II. Zur außerordentlichen Revision der Erstbeklagten:

[15] 1. Nach ständiger Rechtsprechung kann es zu einer eigenen Haftung des Erfüllungsgehilfen kommen, wenn sein Verhalten keinem Geschäftsherrn zugerechnet werden kann, wenn er ein ausgeprägtes eigenwirtschaftliches Interesse am Zustandekommen des Vertrags hatte oder wenn er bei den Vertragsverhandlungen im besonderen Maße persönliches Vertrauen in Anspruch nahm (RS0019726 [insb T13]). Außerdem ist die Eigenhaftung des Anlagevermittlers als Ausnahme von der abschließenden Regelung des § 1313a ABGB auch bei zumindest schlüssigem Zustandekommen eines Auskunftsvertrags iSd § 1300 ABGB anzunehmen. Regelmäßig wird der stillschweigende Abschluss eines Auskunftsvertrags angenommen, wenn die Umstände des Falls bei Bedachtnahme auf die Verkehrsauffassung und die Bedürfnisse des Rechtsverkehrs den Schluss rechtfertigen, dass beide Teile die Auskunft zum Gegenstand vertraglicher Rechte und Pflichten machen, etwa wenn klar zu erkennen ist, dass der Auskunftswerber eine Vermögensdisposition treffen und der Berater durch die Auskunft das Zustandekommen des geplanten Geschäfts fördern will (RS0019726; 10 Ob 62/15p mwN). Diese Frage stellt wegen ihrer Einzelfallbezogenheit in der Regel keine erhebliche Rechtsfrage iSd § 502 Abs 1 ZPO dar (8 Ob 60/11y).

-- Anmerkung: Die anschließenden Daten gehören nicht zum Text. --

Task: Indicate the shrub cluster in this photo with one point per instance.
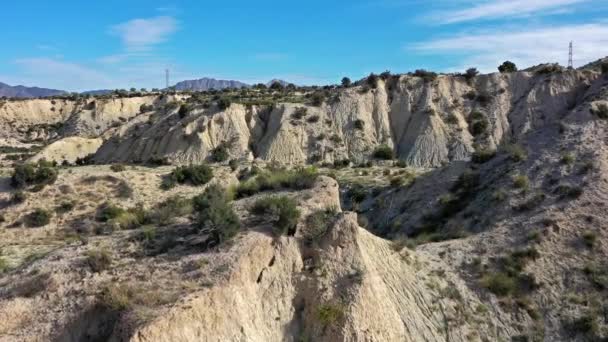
(215, 214)
(282, 212)
(195, 175)
(384, 152)
(41, 174)
(298, 179)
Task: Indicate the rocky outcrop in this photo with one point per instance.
(427, 122)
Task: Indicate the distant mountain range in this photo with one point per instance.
(198, 85)
(22, 91)
(211, 83)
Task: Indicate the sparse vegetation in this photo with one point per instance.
(330, 314)
(215, 214)
(383, 152)
(507, 67)
(41, 173)
(282, 211)
(195, 175)
(99, 259)
(298, 179)
(38, 218)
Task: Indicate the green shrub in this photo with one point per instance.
(359, 124)
(589, 238)
(383, 152)
(521, 182)
(42, 174)
(65, 207)
(220, 153)
(478, 123)
(18, 197)
(175, 206)
(195, 175)
(299, 113)
(507, 67)
(117, 167)
(223, 103)
(183, 111)
(568, 158)
(38, 218)
(281, 210)
(601, 111)
(318, 223)
(330, 314)
(516, 153)
(299, 179)
(99, 259)
(372, 81)
(215, 214)
(483, 156)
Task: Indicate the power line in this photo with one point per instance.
(570, 64)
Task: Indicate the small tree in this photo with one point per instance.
(471, 73)
(346, 82)
(372, 80)
(507, 67)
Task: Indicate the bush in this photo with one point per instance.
(18, 197)
(521, 182)
(195, 175)
(426, 75)
(42, 173)
(99, 260)
(383, 152)
(215, 214)
(568, 158)
(220, 153)
(175, 206)
(589, 238)
(299, 113)
(601, 111)
(299, 179)
(372, 81)
(281, 210)
(499, 283)
(223, 103)
(329, 314)
(507, 66)
(478, 123)
(516, 153)
(359, 124)
(471, 73)
(38, 218)
(346, 82)
(183, 111)
(317, 224)
(317, 99)
(117, 167)
(483, 156)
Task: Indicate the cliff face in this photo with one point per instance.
(427, 123)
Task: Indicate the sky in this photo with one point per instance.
(80, 45)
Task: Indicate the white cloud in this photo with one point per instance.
(493, 9)
(524, 46)
(62, 75)
(141, 34)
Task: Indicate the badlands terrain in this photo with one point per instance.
(413, 207)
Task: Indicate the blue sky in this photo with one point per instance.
(81, 45)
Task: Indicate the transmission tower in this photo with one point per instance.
(570, 64)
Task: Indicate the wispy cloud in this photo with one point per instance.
(525, 46)
(269, 56)
(61, 74)
(493, 9)
(141, 34)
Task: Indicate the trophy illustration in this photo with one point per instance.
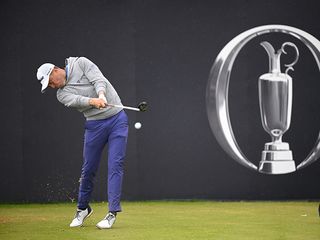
(275, 99)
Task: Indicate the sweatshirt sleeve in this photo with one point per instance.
(94, 74)
(72, 100)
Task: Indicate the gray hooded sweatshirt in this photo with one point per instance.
(85, 81)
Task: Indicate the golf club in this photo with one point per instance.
(142, 107)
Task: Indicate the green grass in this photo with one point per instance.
(166, 220)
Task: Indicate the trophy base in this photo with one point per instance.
(277, 159)
(277, 167)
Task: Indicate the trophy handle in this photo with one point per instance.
(290, 66)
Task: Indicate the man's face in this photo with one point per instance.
(57, 78)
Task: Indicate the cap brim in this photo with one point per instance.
(44, 83)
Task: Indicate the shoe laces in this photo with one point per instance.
(77, 215)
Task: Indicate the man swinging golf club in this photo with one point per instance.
(81, 85)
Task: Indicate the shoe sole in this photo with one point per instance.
(105, 228)
(84, 219)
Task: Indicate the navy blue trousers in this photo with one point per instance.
(114, 132)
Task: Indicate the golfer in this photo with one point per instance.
(82, 86)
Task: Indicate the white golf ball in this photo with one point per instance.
(137, 125)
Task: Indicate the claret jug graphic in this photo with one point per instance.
(275, 99)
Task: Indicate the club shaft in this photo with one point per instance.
(125, 107)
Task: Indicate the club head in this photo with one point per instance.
(143, 106)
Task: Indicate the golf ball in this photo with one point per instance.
(137, 125)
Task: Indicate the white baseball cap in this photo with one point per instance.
(43, 74)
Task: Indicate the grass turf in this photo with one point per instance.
(166, 220)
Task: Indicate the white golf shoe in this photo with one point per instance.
(80, 216)
(107, 222)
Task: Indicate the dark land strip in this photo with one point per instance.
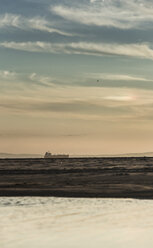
(78, 177)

[16] Die Erstbeklagte wendet sich gegen die vom Berufungsgericht auf ihr wirtschaftliches Eigeninteresse an dem Geschäft einerseits und den stillschweigenden Abschluss eines Auskunftsvertrags nach § 1300 ABGB (auch) zwischen ihr und der Klägerin andererseits gestützte Eigenhaftung.

[17] Sie meint, auch wenn klar gewesen sei, dass die Klägerin Vermögensdispositionen treffen wollte, sei entgegen der Ansicht des Berufungsgerichts der An- und Verkauf des Goldes, mit dem sie – wie festgestellt – im Jahr 2018 ca 1.000 EUR verdiente, nicht als notwendiges „Vorbereitungsgeschäft“ mit der späteren Investition in einem untrennbaren Zusammenhang gestanden und habe sie das Geschäft zwischen der Klägerin und der P* auch nicht fördern wollen, zumal sie in erster Linie ein anderes Produkt vorgeschlagen habe.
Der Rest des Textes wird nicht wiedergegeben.